また運営会社の社長に、現日本IBM副社長の佐伯達之氏が就任することが正式に発表された。孫氏は佐伯氏の起用について、「運営会社は単に市場を運営するだけではなく、企業に上場を勧誘する役目もある。佐伯氏の実績と人脈を活かし、さまざまな会社に上場を売り込んでもらう」(同)としている。現ナスダック・ジャパン・プランニングの社長は孫氏が務めているが、佐伯氏は年明け早々にも社長に就任、孫氏は同社に役員として留まるという。

大証は証券取引法に基づく証券取引所として、決済や市場管理、上場審査といった監督業務を行なう。またデータセンターやインフラの運営管理に関わる人員や施設、メンテナンス費用などを提供する。
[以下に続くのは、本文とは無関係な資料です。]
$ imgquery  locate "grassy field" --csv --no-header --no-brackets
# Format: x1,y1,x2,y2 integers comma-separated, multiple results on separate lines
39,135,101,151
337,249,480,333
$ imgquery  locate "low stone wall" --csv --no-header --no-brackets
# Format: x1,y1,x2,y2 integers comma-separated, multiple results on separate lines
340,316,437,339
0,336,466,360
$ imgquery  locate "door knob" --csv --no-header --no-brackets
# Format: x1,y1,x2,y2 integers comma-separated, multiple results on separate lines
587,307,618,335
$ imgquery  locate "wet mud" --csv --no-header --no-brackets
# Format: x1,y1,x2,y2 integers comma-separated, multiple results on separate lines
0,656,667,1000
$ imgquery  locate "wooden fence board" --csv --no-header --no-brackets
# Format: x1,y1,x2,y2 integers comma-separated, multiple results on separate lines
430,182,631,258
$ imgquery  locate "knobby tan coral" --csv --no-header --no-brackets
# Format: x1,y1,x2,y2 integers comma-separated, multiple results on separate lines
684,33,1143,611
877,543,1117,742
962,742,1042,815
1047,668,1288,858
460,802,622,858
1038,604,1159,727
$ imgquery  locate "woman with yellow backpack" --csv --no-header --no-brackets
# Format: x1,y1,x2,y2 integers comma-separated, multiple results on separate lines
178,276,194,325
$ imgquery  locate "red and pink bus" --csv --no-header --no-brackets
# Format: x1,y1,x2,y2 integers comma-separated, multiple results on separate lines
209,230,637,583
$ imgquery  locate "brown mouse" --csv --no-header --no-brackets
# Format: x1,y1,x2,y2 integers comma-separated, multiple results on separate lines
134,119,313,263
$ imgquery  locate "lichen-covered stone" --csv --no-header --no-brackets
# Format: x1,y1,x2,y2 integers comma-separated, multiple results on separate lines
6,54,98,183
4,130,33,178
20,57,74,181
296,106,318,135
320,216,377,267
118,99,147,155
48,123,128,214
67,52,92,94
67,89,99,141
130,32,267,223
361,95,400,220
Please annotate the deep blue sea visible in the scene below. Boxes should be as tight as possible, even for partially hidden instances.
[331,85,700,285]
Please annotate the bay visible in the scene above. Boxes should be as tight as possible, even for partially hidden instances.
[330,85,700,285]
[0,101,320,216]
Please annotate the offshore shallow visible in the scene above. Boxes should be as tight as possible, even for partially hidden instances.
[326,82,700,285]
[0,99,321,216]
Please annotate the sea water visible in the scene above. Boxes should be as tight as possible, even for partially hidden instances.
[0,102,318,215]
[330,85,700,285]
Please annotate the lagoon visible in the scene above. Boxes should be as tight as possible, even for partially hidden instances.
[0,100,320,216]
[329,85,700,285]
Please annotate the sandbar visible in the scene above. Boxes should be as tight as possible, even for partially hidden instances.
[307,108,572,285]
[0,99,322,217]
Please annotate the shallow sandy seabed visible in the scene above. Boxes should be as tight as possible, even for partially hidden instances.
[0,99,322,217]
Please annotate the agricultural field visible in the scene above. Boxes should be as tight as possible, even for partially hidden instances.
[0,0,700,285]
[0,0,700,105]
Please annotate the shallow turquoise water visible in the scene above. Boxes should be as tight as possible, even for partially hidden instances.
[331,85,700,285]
「より早く、確実に市場を創設、運営するには、大証と提携することが一番合理的だった」と語る孫氏 「より早く、確実に市場を創設、運営するには、大証と提携することが一番合理的だった」と語る孫氏



都内のホテルで開かれた記者会見で、ソフトバンク社長の孫正義氏は、「来年6月末のスタート以降、1年で2~300社の上場を見込んでいる。来年は未曾有の公開ブームになるだろう。銀行に頭を下げて何とか資金調達をしていたベンチャー企業の経営者の思考が変わり、いち早く大きな市場に出て世界を目指すようになる。日本経済の歴史的転回点になるだろう」と新市場創設の意義を強調。またソフトバンクグループ各社について、「現在店頭市場で公開している企業が新市場でも公開したり、あるいは店頭市場を引き揚げて新市場に移行することもありうる」との考えを示した。

「立会所に大勢の人が立って直接取引していた時代ならともかく、今は大阪とか東京とか、どこに市場を置くといったことはあまり問題にならない」と話す北村氏 「立会所に大勢の人が立って直接取引していた時代ならともかく、今は大阪とか東京とか、どこに市場を置くといったことはあまり問題にならない」と話す北村氏



大証理事長の北村恭二氏は、「大証は国内で初めて取引がコンピューター化された取引所。ナスダック・ジャパンの目指す“開かれた電子取引市場”というコンセプトと一致し、大証にとってナスダック・ジャパンとの提携は自然な成り行きだった」と提携に至った理由を述べた。また「大証は“デリバティブ(金融派生商品)の大証”との自負があり、新市場でもデリバティブを積極的に扱う。日本の市場にグローバル化の新しい風を吹き込み、後から見て“中小企業にとっていいクリスマスプレゼントだった”と言われるように努力したい」と抱負を語った。